Víquez, quien llegó a ser un rock star ultra conservador católica, dueño de la verdad y administrador de los pecados veniales, carnales y mortales de su feligresía, llegó a ser el vocero de la pastoral familiar de la Iglesia, uno de los líderes de los grupos juveniles y en general, un orgullo para el Opus Dei.
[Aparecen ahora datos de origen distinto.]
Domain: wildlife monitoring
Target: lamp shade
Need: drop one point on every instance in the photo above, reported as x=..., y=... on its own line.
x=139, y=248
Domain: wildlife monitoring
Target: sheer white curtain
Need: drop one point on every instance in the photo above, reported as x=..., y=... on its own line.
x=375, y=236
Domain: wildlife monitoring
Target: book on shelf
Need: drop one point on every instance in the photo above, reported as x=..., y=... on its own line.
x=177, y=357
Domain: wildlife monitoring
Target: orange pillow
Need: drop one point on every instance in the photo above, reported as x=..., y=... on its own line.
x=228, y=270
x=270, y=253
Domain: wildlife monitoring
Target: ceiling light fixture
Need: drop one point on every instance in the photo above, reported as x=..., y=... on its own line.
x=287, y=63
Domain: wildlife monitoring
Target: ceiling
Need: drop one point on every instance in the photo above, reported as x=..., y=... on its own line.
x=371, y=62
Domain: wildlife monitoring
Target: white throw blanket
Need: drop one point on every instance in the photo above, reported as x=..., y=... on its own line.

Sin embargo, también fue un pastor que cada cierto tiempo saltaba de diócesis en diócesis.

Su gesto severo en el banquillo de los acusados no dista mucho de su mirada aguda con la que fulminaba homosexuales desde su twitter cuando se discutía en el Congreso la posibilidad de que se abriera la puerta al matrimonio gay.

Mujeres 2

Ahora se enfrenta a penas de cárcel por abuso de menores, luego de ser expuesto gracias a una serie de reportajes que salieron en el diario La Nación en marzo del 2016, justo cuando Víquez gozaba del fuero protector de la Iglesia.

Sin embargo, la exposición de su doble discurso, y de su doble vida, donde por un lado sostenía encuentros homosexuales con adultos y por otro levantaba el dedo acusador para condenar las relaciones entre parejas del mismo sexo, evidenciaron en Víquez una conducta que, nota a nota, reporte a reporte, de otros medios como El Semanario y CRHoy, fueron poniendo en evidencia la conducta del cura.

Ahora está en la silla de los acusados. El testimonio de sus víctimas, ahora adultos, lo ha evidenciado.

La Iglesia, resolvió el asunto expulsándolo, luego de que una investigación eclesiástica, pusiera en evidencia que las actuaciones del cura eran típicas de un abusador sexual, y así lo puso en blanco y negro el cura Luis Fernando Rodríguez en su rol de instructor de la causa que llevó a la expulsión del sacerdote Mauricio Víquez de la Iglesia católica.

“Siendo evidente que existe notoria tendencia patológica del Reverendo Víquez Lizano a buscar en las asignaciones pastorales contactos abusivos con varones en edades de pubertad y adolescencia, con lo cual queda más que claro que el sacerdote en cuestión no es idóneo para el servicio pastoral”, señalaba el documento filtrado al Semanario por un cura de alto rango y confirmado en su veracidad por autoridades de la Iglesia.

Mauricio Antonio Víquez Lizano, de 54 años, fue capturado en Monterrey, México donde se escondió gracias a amigos de la Iglesia.